THICK-SKINNED PALEOPROTEROZOIC SHEAR-FOLD COUPLED DEFORMATION ALONG THE EASTERN MARGIN OF THE BLACK HILLS, SOUTH DAKOTA
Microtextures show M1 (ca. 1750 Ma) garnet and staurolite overgrow S2, yet asymmetric strain shadows and wrapping of S2 around M1 garnets within the CHSD requires a post-M1 age for the transpressional event. Static replacement of M1 garnets by quartz, biotite and chlorite and of S2 biotite by chlorite, along with biotite growth across both Sm and S3, requires cessation of transpression prior to biotite-chlorite grade M2 metamorphism (ca.1715 Ma).
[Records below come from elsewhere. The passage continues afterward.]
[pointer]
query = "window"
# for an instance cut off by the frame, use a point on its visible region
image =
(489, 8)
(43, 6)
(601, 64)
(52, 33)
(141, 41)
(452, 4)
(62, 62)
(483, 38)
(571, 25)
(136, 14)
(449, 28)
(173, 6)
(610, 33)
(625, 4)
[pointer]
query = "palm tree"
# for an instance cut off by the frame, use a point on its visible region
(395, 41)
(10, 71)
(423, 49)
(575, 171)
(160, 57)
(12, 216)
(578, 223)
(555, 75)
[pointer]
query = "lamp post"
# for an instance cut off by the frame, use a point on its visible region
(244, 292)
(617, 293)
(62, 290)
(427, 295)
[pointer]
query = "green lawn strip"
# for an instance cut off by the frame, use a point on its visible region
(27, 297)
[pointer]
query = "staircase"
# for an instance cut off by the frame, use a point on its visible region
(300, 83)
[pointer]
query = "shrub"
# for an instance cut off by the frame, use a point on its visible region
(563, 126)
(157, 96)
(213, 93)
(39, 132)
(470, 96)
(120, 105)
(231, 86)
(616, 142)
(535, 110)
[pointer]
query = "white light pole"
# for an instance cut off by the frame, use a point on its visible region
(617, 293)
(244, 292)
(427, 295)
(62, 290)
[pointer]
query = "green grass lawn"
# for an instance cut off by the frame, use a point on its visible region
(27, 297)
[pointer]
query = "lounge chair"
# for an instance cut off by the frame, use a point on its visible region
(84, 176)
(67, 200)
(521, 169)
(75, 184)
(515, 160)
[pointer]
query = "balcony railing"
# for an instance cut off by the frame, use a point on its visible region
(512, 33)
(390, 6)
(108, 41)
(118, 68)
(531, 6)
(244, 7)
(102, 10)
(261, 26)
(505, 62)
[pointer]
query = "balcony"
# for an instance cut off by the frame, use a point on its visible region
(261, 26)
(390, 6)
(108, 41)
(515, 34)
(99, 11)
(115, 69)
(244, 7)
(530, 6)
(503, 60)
Our research to the north in the Little Elk Terrane identified a kinematically similar shear fabric in both Archean basement and Proterozoic supracrustal rocks, allowing this fabric and the deformation described above to have developed concurrently. Furthermore, deformational events of similar age have been identified in the Black Hills near Lead (ca.1730 Ma) and along the Grand Junction Fault adjacent to the Bear Mtn terrane (ca.1732 Ma). Prior to our research, folds with geometries similar to our F3 were interpreted as local cross-folds that developed late during the Wyoming-Superior suturing. We propose that the structures described here are evidence that this was a more significant and wide-spread basement-involved event during the final suturing of these two Archean provinces. Additionally, this event may extend beyond the Black Hills and be related to deformation of similar age in the Hartville Uplift and in the southeastern Laramie Mtns.